T.C. Seow | Sept. 27, 2012
One-on-one with the global CIO of software giant, SAP AG.

Oliver Bussmann, SAP
Photo: Oliver Bussmann

Oliver Bussmann, EVP and CIO of SAP AG, was recently conferred the Europe CIO Award of the Year for having realigned SAP's Global IT organisation with SAP's strategic objectives, thereby transforming it into an agile operation to meet SAP's growing business demands. For Bussmann, being able to achieve that level of agility is no mere feat, especially for a globally successful software giant that has a 40-year history aiming to be innovative and relevant to today's markets. CIO Asia catches up with the man recently to learn about his success story, and what lessons Asian CIOs can glean from him.

Q: You won the Europe CIO Award of the Year recently, and in the citation, you were quoted as having "realigned the Global IT organisation with SAP's strategic objectives, transforming it into an agile operation to meet SAP's growing business demands." How did you meet these objectives? If not, what areas do you think you could improve on?

Bussmann: First of all, SAP is a global organisation. As such, we have global infrastructure and application services. Back in 2009, we aligned our IT strategy and for that, we got an award for best IT strategy in Germany.
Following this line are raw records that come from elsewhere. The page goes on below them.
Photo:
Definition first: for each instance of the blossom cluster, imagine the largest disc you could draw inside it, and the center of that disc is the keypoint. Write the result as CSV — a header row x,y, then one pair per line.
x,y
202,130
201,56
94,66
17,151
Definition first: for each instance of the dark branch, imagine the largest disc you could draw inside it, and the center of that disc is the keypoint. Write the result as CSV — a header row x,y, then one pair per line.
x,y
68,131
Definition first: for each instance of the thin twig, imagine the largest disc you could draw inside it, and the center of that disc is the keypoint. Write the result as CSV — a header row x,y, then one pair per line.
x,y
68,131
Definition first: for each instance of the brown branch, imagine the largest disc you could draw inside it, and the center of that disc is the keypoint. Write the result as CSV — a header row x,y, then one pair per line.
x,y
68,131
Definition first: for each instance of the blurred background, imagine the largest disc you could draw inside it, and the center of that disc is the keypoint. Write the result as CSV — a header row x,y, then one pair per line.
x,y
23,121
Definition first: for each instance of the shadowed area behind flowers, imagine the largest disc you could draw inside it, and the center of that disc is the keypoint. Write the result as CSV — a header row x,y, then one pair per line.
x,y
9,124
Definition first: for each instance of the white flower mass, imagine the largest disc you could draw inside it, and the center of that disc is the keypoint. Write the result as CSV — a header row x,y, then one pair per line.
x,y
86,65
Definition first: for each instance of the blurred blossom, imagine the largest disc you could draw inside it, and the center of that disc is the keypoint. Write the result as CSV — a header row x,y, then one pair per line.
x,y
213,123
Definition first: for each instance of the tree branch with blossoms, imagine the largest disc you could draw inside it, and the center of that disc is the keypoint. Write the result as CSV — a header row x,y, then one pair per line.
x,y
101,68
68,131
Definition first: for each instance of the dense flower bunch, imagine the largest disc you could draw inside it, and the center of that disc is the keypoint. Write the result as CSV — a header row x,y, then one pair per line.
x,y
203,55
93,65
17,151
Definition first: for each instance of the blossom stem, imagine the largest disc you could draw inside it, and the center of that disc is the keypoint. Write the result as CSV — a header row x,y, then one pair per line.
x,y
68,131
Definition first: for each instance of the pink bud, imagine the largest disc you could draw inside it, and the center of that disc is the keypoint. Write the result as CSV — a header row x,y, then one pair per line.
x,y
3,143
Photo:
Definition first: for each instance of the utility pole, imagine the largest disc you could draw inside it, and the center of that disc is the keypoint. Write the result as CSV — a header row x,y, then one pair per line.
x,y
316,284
In 2009 we tried to understand [what we needed to do], by first of all reaching out to the business organisation [within SAP] to understand how they viewed IT, and learn where the problem areas were. Next, we spent time to try to understand what's our corporate strategy, where the business was going in the following three years, and came up with eight different levers to control how we drove our strategy. [Along the way] IT became the entrusted advisor and enabler to the business. That was the biggest achievement, among others. One of them was good governance structure -- we implemented business information on top of product lines. We have business information officers in the lines of business, reporting to the business heads, and also reporting to me. They are part of my management team. So we work closely together to make joint decisions on the portfolio, security, architecture, etc., including [performing] the enterprise architecture function. So, we know not only what is in the next 12 months but we know what's coming in the next three years.

Q: So you know quite well where you're heading?

The company has four objectives every year: how we're going to work with the business, how to increase customer satisfaction, how to improve employee morale, and fourth, how to improve our margin. These are proper objectives. Then we map our IT objectives to get there to support them. Plus, each of my managers, and their managers, define their objectives so that we have a cascade -- from the company, IT and then the teams. We document those objectives and corresponding KPIs, and measure this every quarter, and we go to quarterly meetings and publish [the results] to the entire organisation [so that] everybody gets a copy of what we called the "result book". So at the end, an employee knows what she has contributed in her team, how that is linked [back] into IT and the overall business.